For minimum curvature (and triangulation to a lesser extent) the cell size is critical to success. If the cell size is too small then minimum curvature will fail to interpolate smoothly between samples. Follow the 4-5 cells per sample spacing rule.
Sometimes source data samples in a regular anisotropic arrangement are located on lines that are an east-west or north-south in a local grid coordinate system but inclined in a map projection. For some methods (like minimum curvature or bi-directional splining), it can be better to grid the data in the local coordinate system. Thereafter, the raster will need to be warped to be displayed in a map coordinate system. This can be done by running a warp operation or using a virtual raster that implements a warp on-the-fly.
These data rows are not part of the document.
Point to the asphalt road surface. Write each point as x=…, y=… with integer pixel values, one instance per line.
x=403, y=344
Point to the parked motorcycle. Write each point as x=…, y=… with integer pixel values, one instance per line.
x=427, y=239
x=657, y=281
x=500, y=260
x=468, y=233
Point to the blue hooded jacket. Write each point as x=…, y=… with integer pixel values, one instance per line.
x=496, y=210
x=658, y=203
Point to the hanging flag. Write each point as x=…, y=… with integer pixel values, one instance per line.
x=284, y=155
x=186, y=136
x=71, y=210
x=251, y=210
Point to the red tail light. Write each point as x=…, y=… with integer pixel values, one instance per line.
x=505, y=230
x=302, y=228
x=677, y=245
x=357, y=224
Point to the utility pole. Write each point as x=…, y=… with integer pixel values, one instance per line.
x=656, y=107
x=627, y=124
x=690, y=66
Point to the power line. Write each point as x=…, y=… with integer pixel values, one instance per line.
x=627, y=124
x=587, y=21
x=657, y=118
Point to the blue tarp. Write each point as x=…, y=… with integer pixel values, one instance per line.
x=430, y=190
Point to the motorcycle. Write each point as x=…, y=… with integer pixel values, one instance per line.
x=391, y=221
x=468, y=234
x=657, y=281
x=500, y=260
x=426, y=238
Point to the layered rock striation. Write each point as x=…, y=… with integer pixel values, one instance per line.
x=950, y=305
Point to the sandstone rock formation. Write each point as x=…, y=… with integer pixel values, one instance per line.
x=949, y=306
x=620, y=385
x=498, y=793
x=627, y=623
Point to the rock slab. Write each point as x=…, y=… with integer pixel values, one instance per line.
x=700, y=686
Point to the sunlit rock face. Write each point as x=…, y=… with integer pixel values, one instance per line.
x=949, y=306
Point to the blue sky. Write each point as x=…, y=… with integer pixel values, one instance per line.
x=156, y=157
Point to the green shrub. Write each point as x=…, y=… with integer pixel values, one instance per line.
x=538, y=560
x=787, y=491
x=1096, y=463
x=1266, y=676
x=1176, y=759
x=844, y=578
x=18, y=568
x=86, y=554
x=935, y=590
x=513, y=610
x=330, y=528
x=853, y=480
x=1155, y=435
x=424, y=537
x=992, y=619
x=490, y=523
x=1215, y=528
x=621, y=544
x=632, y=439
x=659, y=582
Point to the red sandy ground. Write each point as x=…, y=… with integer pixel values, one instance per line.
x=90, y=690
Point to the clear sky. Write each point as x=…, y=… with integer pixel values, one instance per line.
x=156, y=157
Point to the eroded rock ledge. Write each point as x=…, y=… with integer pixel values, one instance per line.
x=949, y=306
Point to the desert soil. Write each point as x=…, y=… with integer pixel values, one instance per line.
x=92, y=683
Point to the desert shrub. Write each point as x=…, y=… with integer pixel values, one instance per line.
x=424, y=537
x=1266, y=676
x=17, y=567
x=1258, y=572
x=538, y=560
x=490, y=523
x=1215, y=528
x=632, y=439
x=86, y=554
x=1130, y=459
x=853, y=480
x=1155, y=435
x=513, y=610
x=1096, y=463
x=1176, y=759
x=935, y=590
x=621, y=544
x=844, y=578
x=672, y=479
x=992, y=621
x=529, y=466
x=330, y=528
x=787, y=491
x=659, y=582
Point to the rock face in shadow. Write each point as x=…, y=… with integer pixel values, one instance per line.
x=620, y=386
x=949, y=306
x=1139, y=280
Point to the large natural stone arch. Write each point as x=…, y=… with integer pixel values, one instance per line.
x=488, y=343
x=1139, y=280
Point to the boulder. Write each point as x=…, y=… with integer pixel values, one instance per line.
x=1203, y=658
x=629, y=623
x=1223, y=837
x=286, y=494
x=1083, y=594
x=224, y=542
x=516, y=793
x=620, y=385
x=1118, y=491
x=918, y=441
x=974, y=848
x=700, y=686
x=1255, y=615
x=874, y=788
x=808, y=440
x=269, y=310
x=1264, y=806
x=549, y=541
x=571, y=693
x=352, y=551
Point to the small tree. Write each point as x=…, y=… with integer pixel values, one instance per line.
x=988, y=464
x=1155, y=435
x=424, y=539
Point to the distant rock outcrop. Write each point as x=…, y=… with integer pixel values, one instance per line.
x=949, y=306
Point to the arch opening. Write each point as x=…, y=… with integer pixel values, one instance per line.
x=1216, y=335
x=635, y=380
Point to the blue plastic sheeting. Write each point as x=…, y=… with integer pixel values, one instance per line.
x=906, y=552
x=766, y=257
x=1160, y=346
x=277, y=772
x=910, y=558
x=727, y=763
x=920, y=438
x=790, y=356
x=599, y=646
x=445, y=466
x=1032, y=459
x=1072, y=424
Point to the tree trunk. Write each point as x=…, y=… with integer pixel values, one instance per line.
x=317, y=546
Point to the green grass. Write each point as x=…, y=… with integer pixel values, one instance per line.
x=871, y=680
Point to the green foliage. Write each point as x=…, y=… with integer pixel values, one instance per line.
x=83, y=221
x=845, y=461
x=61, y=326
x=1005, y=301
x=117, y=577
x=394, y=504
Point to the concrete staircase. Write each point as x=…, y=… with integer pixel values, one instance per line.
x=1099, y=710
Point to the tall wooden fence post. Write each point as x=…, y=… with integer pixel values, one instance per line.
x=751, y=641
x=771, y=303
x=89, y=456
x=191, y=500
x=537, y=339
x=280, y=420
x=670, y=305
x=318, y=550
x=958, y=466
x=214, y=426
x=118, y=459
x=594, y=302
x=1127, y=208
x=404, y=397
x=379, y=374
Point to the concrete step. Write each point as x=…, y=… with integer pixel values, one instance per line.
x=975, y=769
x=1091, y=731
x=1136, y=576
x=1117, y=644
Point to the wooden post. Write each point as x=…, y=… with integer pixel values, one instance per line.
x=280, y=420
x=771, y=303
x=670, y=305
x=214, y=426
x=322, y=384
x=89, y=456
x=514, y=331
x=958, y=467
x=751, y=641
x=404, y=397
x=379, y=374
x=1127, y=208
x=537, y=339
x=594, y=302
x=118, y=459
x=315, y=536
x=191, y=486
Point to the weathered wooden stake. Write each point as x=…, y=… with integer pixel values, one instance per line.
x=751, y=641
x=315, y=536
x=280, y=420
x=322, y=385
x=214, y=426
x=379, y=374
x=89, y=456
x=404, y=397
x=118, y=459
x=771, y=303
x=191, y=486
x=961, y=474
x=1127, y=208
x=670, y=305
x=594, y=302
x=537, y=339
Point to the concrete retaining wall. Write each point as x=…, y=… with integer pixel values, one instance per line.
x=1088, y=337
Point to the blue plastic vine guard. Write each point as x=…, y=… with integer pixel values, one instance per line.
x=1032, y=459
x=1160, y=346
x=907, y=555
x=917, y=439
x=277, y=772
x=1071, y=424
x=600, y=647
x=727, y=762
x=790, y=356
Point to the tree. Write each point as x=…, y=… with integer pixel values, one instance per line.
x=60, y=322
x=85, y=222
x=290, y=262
Tips for optimal results from each method
Heat map
Algorithm performance is determined by the raster cell size and the size of the search ellipse. For high performance, choose a larger cell size and smaller search ellipse. Whilst a small search ellipse will capture more detail, but it may not be able to interpolate between samples leading to gaps in the raster coverage. Aim for a search ellipse approximately two times the sample spacing.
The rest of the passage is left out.